Compare memory address:

a==b

and compare contents:

*a==*b

Comparing pointers is not portable, for example in DOS different pointer values points to the same location, comparison of the pointers returns false.

/*--{++:main.c}--------------------------------------------------*/
#include <dos.h>
#include <stdio.h>
#include <stdlib.h>
int main(void)
{
  int   val_a = 123;
  int * ptr_0 = &val_a;
  int * ptr_1 = MK_FP(FP_SEG(&val_a) + 1, FP_OFF(&val_a) - 16);

  printf(" val_a = %d -> @%p\n", val_a, (void *)(&val_a));
  printf("*ptr_0 = %d -> @%p\n", *ptr_0, (void *)ptr_0);
  printf("*ptr_1 = %d -> @%p\n", *ptr_1, (void *)ptr_1);

  /* Check what returns the pointers comparison: */
  printf("&val_a == ptr_0 ====> %d\n", &val_a == ptr_0);
  printf("&val_a == ptr_1 ====> %d\n", &val_a == ptr_1);
  printf(" ptr_0 == ptr_1 ====> %d\n",  ptr_0 == ptr_1);

  printf("val_a = %d\n", val_a);

  printf(">> *ptr_0 += 100;\n");
             *ptr_0 += 100;

  printf("val_a = %d\n", val_a);

  printf(">> *ptr_1 += 500;\n");
             *ptr_1 += 500;

  printf("val_a = %d\n", val_a);

  return EXIT_SUCCESS;
}
/*--{--:main.c}--------------------------------------------------*/

Compile it under Borland C 5.0, here is the result:

/*--{++:result}--------------------------------------------------*/
 val_a = 123 -> @167A:0FFE
*ptr_0 = 123 -> @167A:0FFE
*ptr_1 = 123 -> @167B:0FEE
&val_a == ptr_0 ====> 1
&val_a == ptr_1 ====> 0
 ptr_0 == ptr_1 ====> 0
val_a = 123
>> *ptr_0 += 100;
val_a = 223
>> *ptr_1 += 500;
val_a = 723
/*--{--:result}--------------------------------------------------*/

It depends on the types of the values, and the way that operators happen to have been defined.
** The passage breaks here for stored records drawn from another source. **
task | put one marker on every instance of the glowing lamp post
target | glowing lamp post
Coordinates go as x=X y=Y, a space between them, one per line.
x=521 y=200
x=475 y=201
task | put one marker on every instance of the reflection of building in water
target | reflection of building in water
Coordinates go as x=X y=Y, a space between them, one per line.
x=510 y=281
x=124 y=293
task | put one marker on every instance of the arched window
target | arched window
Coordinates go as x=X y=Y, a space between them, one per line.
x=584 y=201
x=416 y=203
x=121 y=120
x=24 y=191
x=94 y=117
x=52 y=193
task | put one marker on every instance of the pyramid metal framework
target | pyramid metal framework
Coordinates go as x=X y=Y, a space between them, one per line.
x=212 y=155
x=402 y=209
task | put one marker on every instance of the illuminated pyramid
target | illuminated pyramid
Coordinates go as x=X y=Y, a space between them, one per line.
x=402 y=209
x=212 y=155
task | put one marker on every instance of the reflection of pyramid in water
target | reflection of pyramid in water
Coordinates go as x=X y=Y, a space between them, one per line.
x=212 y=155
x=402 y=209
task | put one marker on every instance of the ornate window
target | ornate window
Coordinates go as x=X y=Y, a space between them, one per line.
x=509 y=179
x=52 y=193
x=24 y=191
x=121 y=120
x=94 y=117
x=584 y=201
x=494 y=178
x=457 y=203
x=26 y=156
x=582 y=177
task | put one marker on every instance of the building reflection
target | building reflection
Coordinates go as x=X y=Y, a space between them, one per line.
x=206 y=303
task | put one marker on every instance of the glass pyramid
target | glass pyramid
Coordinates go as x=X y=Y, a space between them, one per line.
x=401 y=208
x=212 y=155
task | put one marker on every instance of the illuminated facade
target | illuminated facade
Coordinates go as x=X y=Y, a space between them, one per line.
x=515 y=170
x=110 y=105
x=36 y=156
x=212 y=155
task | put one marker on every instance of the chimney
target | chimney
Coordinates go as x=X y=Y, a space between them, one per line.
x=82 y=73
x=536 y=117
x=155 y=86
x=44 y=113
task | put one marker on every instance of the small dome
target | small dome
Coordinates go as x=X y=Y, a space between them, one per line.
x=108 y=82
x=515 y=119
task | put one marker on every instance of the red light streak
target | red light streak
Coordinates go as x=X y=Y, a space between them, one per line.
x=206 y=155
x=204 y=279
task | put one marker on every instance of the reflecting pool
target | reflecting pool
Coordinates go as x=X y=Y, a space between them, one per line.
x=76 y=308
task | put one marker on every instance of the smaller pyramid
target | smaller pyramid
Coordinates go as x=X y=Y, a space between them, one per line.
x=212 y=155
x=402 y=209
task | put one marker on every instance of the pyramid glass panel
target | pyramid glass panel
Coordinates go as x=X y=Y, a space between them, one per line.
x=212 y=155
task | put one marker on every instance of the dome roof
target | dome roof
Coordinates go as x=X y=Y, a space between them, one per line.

For example, string comparison is by value, not by address. But char * is by address normally (I think).

A big trap for the unwary. There is no guaranteed pointer comparison operator, but

  (void *)a == (void *)b 

is probably fairly safe.

Simple code to check pointer aliasing:

int main () {
    int a = 10, b = 20;
    int *p1, *p2, *p3, *p4;

    p1 = &a;
    p2 = &a;
    if(p1 == p2){
        std::cout<<"p1 and p2 alias each other"<<std::endl;
    }
    else{
        std::cout<<"p1 and p2 do not alias each other"<<std::endl;
    }
    //------------------------
    p3 = &a;
    p4 = &b;
    if(p3 == p4){
        std::cout<<"p3 and p4 alias each other"<<std::endl;
    }
    else{
        std::cout<<"p3 and p4 do not alias each other"<<std::endl;
    }
	return 0;
}

Output:

p1 and p2 alias each other
p3 and p4 do not alias each other